Il est également étonnant de noter que chez Hou Hsiao-Hsien, son acolyte, il n'y a pas une goutte d'eau, alors qu'elle est bien présente à Taïwan puisque un autre réalisateur taïwanais Lin Cheng-Sheng, dans Betelnut beauty lui donne une connotation érotique via les robes mouillées (par des pluies diluviennes) des prostituées.
Cette évocation de l'eau dans le cinéma asiatique, fait écho en moi avec une scène qui me touche intimement : la pluie dans Chunking Express lors d'un jogging pour se laver d'un amour perdu, un jour d'anniversaire et tout reprendre à zéro...
Vous m'avez donné envie de me replonger (c'est le mot !) dans les films de TML avec plus de perspicacité (hélas ils sont difficiles à trouver en vidéo, je crois), merci.

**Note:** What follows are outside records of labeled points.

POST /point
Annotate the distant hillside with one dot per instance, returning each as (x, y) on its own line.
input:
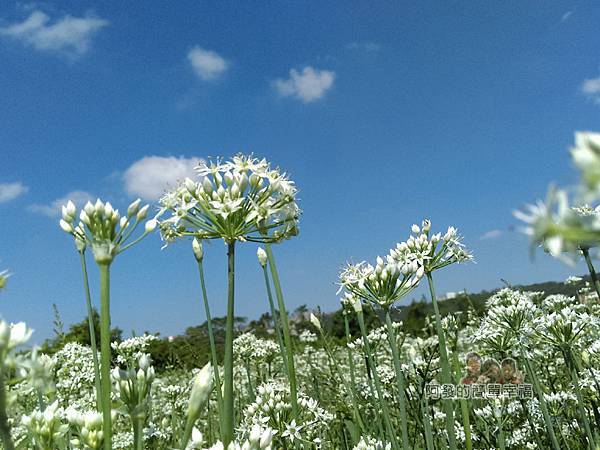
(413, 315)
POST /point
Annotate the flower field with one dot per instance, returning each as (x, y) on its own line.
(523, 373)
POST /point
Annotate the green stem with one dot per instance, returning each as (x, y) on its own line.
(464, 407)
(343, 380)
(540, 395)
(581, 406)
(593, 275)
(187, 434)
(446, 375)
(138, 434)
(105, 353)
(378, 388)
(501, 438)
(213, 347)
(399, 378)
(427, 424)
(352, 371)
(4, 427)
(92, 328)
(275, 319)
(291, 371)
(251, 396)
(228, 396)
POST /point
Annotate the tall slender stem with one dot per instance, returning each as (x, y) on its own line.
(446, 375)
(338, 371)
(105, 352)
(228, 396)
(581, 406)
(540, 395)
(378, 388)
(427, 424)
(213, 347)
(399, 378)
(275, 319)
(138, 434)
(92, 328)
(291, 371)
(4, 427)
(593, 275)
(464, 407)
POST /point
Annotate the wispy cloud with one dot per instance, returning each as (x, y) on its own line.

Quelle idée rafraîchissante le brumisateur critique, vous devriez songer à en mettre un dans votre valise cannoise :-)
Joyeux anniversaire alors ...
En fait, entre mon fils et mon activité, je n'ai pas le temps d'aller au cinéma. Mais j'aime bien me promener entre vos lignes, ce sont de petits films. Aie vu Looking for Richard, l'autre soir, et suis contente de l'avoir dans ma filmothèque.
Portez-vous bien.
(je m'excuse pour ma démesure ! c'est à force de vivre en retrait dans une coquille)
ps: j'imagine que le film de ce monsieur fait cohabiter profane et sacré, je peux toujours fermer les yeux durant les passages difficiles ... :-)
Phil,
Merci pour ta remarquable contribution ! Je n'ai pas vu Goodbye Dragon Inn malheureusement et c'est le seul qui me manque dans la filmographie. Comme le signalait Willy dans un précédent commentaire,Un Nuage dans le Ciel s'inscrit dans la continuité de Et Là-bas (...), lui fait directement écho. Donc, ton analyse est très juste.
Il y a beaucoup d'humour chez TML, en effet Willy ! D'ailleurs, Et là bas est un hommage direct au cinéma burlesque. Evidemment, l'eau existe sur le mode symbolique avec ce temps qui s'écoule. Dans Un Nuage, il n'y a plus d'eau et le héros donne sa semence à boire en guise d'offrande extrême.
Willy,
J'ai édulcoré la formule à propos de la responsabilité de Tapei. Néanmoins, le réalisateur a affirmé lui-même que la ville était au bord de l'implosion : surpopulation, sentiment d'étouffement, solitude. En même temps, TML avoue sa fascination de film en film. La ville est un acteur à part entière, un décor d'élection qui ne lui sert pas qu'à composer ses plans, mais à vraiment inscrire ces corps dans une contemporanéité dévorante.
Dans Vive l’Amour, trois personnages se croisent dans un appartement témoin, sans jamais réellement se rencontrer. Cet appartement est situé au coeur de la ville en plein boom économique.
La ville se construit et met au rebut ses habitants. En somme, l’espace intime, tel que le figure Tsaï Ming- Liang, s’efface derrière l’urbain. Cet espace même est saturé : Hsio Kang (Lee Kang-Sheng) vend des niches dans un colombarium car les cimetières sont combles (Rebels of The Neon God). Même les morts connaissent la promiscuité.